Через десять минут картонный лист первый и последний раз за всё время своего существования висел над окошечком и… лгал.
Он лгал, но ему поверили. Вечером наша ingénue лежала у себя в номере и рыдала на всю гостиницу.
– Меня не любит публика! – говорила она.
Один только ветер взял на себя труд посочувствовать ей. Он, этот добрый ветер, плакал в трубе и в вентиляциях, плакал на разные голоса и, вероятно, искренно. Вечером же в портерной сидел комик и пил пиво. Пил пиво и – больше ничего[29].
Трагик
Был бенефис трагика Феногенова.
Давали «Князя Серебряного». Сам бенефициант играл Вяземского, антрепренер Лимонадов – Дружину Морозова, г-жа Беобахтова – Елену… Спектакль вышел на славу. Трагик делал буквально чудеса. Он похищал Елену одной рукой и держал ее выше головы, когда проносил через сцену. Он кричал, шипел, стучал ногами, рвал у себя на груди кафтан. Отказываясь от поединка с Морозовым, он трясся всем телом, как в действительности никогда не трясутся, и с шумом задыхался. Театр дрожал от аплодисментов. Вызовам не было конца. Феногенову поднесли серебряный портсигар и букет с длинными лентами. Дамы махали платками, заставляли мужчин аплодировать, многие плакали… Но более всех восторгалась игрой и волновалась дочь исправника Сидорецкого, Маша. Она сидела в первом ряду кресел, рядом со своим папашей, не отрывала глаз от сцены даже в антрактах и была в полном восторге. Ее тоненькие ручки и ножки дрожали, глазки были полны слез, лицо становилось всё бледней и бледней. И не мудрено: она была в театре первый раз в жизни!
– Как хорошо они представляют! Как отлично! – обращалась она к своему папаше-исправнику всякий раз, когда опускался занавес. – Как хорош Феногенов!
И если бы папаша мог читать на лицах, он прочел бы на бледном личике своей дочки восторг, доходящий до страдания. Она страдала и от игры, и от пьесы, и от обстановки. Когда в антракте полковой оркестр начинал играть свою музыку, она в изнеможении закрывала глаза.
– Папа! – обратилась она к отцу в последнем антракте. – Пойди на сцену и скажи им всем, чтобы приходили к нам завтра обедать!

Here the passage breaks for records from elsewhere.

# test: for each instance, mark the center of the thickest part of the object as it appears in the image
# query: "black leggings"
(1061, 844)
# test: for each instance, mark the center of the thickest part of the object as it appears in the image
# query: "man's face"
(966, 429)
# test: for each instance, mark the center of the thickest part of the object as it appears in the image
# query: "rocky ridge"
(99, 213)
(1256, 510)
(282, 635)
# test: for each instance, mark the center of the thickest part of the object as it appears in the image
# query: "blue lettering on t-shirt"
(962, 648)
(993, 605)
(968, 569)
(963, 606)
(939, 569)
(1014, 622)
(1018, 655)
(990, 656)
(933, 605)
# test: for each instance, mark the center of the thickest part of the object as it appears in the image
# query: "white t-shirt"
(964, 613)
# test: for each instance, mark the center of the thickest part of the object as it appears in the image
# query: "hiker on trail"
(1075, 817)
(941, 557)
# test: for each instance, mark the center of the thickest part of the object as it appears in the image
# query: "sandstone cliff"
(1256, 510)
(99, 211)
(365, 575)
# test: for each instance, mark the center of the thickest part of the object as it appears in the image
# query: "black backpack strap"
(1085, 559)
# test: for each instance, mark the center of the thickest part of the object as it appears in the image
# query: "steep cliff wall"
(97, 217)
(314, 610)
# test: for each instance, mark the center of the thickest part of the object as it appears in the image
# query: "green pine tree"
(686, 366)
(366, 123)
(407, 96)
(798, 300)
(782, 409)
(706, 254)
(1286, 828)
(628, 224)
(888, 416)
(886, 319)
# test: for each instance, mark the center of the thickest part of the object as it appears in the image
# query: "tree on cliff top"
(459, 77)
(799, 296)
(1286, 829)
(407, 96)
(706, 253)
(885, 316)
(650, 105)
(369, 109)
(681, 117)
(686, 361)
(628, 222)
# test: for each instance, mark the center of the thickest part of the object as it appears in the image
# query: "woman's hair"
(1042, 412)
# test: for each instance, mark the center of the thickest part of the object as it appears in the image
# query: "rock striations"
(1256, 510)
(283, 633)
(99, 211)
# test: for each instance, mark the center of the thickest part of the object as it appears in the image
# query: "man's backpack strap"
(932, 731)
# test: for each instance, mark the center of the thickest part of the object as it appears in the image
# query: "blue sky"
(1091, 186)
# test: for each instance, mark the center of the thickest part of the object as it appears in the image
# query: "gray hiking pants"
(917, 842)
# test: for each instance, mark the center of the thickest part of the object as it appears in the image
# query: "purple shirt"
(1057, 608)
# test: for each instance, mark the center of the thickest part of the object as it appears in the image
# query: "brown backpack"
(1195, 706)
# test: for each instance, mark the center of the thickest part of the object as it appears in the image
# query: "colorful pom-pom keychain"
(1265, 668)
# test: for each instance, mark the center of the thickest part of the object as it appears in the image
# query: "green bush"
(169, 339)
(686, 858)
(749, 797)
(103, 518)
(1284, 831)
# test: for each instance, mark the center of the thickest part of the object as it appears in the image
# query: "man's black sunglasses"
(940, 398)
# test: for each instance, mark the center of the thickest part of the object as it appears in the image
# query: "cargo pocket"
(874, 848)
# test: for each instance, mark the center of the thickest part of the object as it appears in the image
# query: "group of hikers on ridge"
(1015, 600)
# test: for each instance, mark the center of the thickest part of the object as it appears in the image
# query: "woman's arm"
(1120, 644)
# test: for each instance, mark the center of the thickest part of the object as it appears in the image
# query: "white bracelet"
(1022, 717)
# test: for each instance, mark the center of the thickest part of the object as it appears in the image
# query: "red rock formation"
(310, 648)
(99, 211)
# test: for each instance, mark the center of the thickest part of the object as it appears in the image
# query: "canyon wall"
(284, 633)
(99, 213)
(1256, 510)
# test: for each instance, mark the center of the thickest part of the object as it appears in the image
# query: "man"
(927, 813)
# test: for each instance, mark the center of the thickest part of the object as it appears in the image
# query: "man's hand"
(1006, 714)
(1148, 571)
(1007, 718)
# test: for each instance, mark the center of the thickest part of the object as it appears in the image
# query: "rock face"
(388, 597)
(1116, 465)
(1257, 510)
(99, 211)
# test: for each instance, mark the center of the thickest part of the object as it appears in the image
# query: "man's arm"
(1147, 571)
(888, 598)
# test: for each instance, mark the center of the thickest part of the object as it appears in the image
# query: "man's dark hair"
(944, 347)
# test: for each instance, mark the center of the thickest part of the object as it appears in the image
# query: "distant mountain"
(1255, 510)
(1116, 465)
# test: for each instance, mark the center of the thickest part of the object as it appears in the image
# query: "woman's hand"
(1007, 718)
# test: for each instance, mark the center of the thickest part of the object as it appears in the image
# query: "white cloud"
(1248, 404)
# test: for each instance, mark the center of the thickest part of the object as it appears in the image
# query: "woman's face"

Исправник пошел за сцену, похвалил там всех за хорошую игру и сказал г-же Беобахтовой комплимент:
– Ваше красивое лицо просится на полотно. О, зачем я не владею кистью!

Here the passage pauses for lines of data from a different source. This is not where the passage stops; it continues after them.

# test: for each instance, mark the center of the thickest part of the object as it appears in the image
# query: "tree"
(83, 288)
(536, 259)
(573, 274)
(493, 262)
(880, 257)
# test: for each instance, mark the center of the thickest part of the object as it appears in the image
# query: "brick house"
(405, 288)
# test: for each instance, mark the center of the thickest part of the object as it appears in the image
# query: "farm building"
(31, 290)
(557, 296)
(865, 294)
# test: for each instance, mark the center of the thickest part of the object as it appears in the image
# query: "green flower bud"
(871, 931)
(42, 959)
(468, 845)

И шаркнул ногой, потом пригласил артистов к себе на обед.
– Все приходите, кроме женского пола, – шепнул он. – Актрис не надо, потому что у меня дочка.

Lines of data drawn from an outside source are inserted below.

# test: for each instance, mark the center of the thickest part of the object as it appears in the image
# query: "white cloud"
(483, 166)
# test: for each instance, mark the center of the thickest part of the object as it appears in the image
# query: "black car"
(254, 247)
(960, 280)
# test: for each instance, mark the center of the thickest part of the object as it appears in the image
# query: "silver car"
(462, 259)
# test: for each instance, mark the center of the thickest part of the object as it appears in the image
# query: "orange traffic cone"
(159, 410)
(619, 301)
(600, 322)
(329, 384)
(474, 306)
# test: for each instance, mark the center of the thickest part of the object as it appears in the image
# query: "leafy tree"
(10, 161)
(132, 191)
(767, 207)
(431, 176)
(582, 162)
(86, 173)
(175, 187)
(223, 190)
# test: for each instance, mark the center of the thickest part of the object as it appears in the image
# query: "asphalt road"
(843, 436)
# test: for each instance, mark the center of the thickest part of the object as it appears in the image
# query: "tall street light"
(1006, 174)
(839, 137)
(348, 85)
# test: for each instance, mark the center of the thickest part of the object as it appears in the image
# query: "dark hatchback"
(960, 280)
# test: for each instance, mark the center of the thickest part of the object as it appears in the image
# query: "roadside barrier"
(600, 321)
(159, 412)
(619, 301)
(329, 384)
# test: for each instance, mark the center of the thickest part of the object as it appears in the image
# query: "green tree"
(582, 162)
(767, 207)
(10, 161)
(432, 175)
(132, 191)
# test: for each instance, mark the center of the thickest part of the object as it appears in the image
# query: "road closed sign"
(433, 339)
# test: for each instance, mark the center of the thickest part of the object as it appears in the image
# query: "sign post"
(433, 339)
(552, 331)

На другой день у исправника обедали артисты. Пришли только антрепренер Лимонадов, трагик Феногенов и комик Водолазов; остальные сослались на недосуг и не пришли. Обед прошел не скучно. Лимонадов всё время уверял исправника, что он его уважает и вообще чтит всякое начальство, Водолазов представлял пьяных купцов и армян, а Феногенов, высокий, плотный малоросс (в паспорте он назывался Кныш) с черными глазами и нахмуренным лбом, продекламировал «У парадного подъезда» и «Быть или не быть?». Лимонадов со слезами на глазах рассказал о свидании своем с бывшим губернатором генералом Канючиным. Исправник слушал, скучал и благодушно улыбался. Несмотря даже на то, что от Лимонадова сильно пахло жжеными перьями, а на Феногенове был чужой фрак и сапоги с кривыми каблуками, он был доволен. Они нравились его дочке, веселили ее, и этого ему было достаточно! А Маша глядела на артистов, не отрывала от них глаз ни на минуту. Никогда ранее она не видала таких умных, необыкновенных людей!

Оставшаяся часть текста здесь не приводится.